The global ratings agency also said that the rising negative fiscal pressures may eventually offset the country’s credit strengths unless structural weaknesses in public finances are addressed.
Fitch said that revenue collections have been “muted” even as the size of its debt has grown and interest payments are expected to equal 10 per cent of revenues in 2012, which restricts the government’s ability to allocate fiscal resources to sectors that could support Malaysia’s long-term growth, and potentially arrest the sustained increase in the debt-to-GDP (gross domestic product) ratio.

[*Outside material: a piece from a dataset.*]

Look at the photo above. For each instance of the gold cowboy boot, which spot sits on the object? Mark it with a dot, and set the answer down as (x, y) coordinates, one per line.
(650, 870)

“Fitch is concerned that the authorities may seek to raise the debt ceiling rather than implement austerity measures to remain within the existing fiscal framework,” said the report. “Thus, alterations to the current debt ceiling would be viewed as a credit negative.”
The report said that federal government debt is expected to rise through to 2016 if there is no material fiscal reform but is still expected to remain below the existing federal debt ceiling of 55 per cent of gross domestic product (GDP) until 2014. Putrajaya has been spending money on a slew of programmes for various demographics ahead of the Budget 2013 to be tabled next month.
It added, however, that the federal debt ceiling was raised from 45 per cent to 55 per cent of GDP in July 2009 following the global financial crisis, and prior to that, the ceiling was also raised in April 2008 from 40 per cent of GDP. It warned that raising the debt ceiling again would be viewed negatively.
But the ratings house said Malaysia’s strengths include low domestic interest rates, high current account surpluses and ample liquidity in the banking system, which have allowed the government to finance its deficits through mostly MGS (Malaysian Government Securities) and government investment issues.
It added that Malaysia’s ringgit-denominated treasury debt is now about 50 per cent of GDP with most on a long-term maturity and fixed rate basis.
Fitch noted that national pension fund Employees Provident Fund (EPF) is a particularly strong support to funding conditions, holding one-third of outstanding MGS.
The report also noted that Malaysia’s debt-to-revenue ratio is now on par with more heavily-indebted “A” range sovereigns such as crisis-hit Italy.
It said that the poor debt-to-revenues ratio stems from a narrow revenue base.
At 22 per cent of GDP, federal government revenues are on par with the Emerging Asia peer median. Compared with both the ‘A’ and ‘BBB’ range medians of 34 per cent and 32 per cent of GDP respectively, however, Malaysia’s fiscal resources appear significantly lower.
Some economists previously said that the federal government’s debt ― which nearly doubled since 2007 to RM421 billion, far outpacing revenue that only grew 31 per cent from RM140 billion to RM183 billion during the same period ― could impair Malaysia’s resilience to economic shocks, which appear to be occurring with increasing frequency.
While the Najib administration has vowed not to let federal government obligations exceed 55 per cent of the country’s GDP, there is also worry that when government-backed loans or “contingent liabilities” are taken into account, the government’s total debt exposure has been estimated to have already hit 65 per cent of GDP last year.